En ouverture, nous avons recréé un scriptorium, pour évoquer ce lieu particulier où les
moines copiaient et enluminaient les textes sacrés. Fra Angelico a commencé à exercer sa
pratique artistique de cette façon-là. Cette section présente des manuscrits enluminés de
Lorenzo Monaco qui montrent le passage de l’esprit gothique à celui de la Renaissance et
elle évoque le contexte religieux de l’époque. Celui d’un retour à la rigueur, basé sur un
profond respect des règles monacales, l’obéissance, la chasteté et, surtout, la pauvreté. Puis
Fra Angelico est étudié à la lumière d’autres artistes. Sa Vierge au raisin, l’un de ses premiers
panneaux, aux lignes sinueuses sur fond d’or, est mise en regard avec des œuvres de
Lorenzo Monaco, de Gentile da Fabriano (vers 1370-1427), de Masolino da Panicale (13831440) ou de Paolo Uccello (1397-1475).
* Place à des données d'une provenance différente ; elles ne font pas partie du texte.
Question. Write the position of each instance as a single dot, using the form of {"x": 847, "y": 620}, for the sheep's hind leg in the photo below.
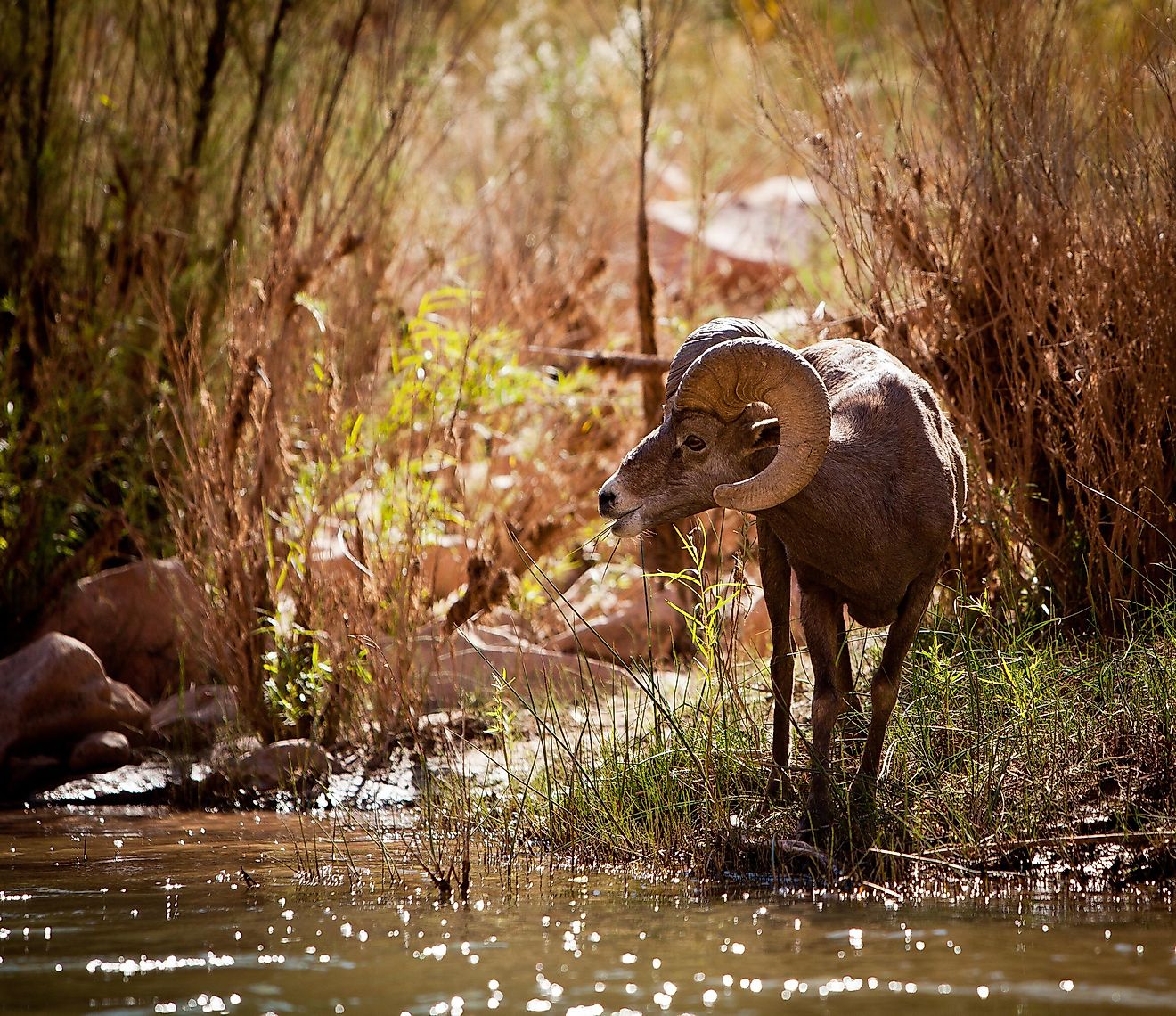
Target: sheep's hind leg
{"x": 885, "y": 685}
{"x": 776, "y": 577}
Après une série de prédelles et une salle dédiées aux
Vierges d’humilité qui met en lumière l’évolution stylistique de Fran Angelico, sont réunis
des chefs-d’œuvre comme le Couronnement de la Vierge du musées des Offices de Florence,
le retable de Cortone commandé par les Médicis, le Triptyque du Jugement dernier créé à la
demande d’un proche du pape, qui provient de la galerie Corsini, à Rome. Autant de prêts
exceptionnels qui font de cette exposition un événement.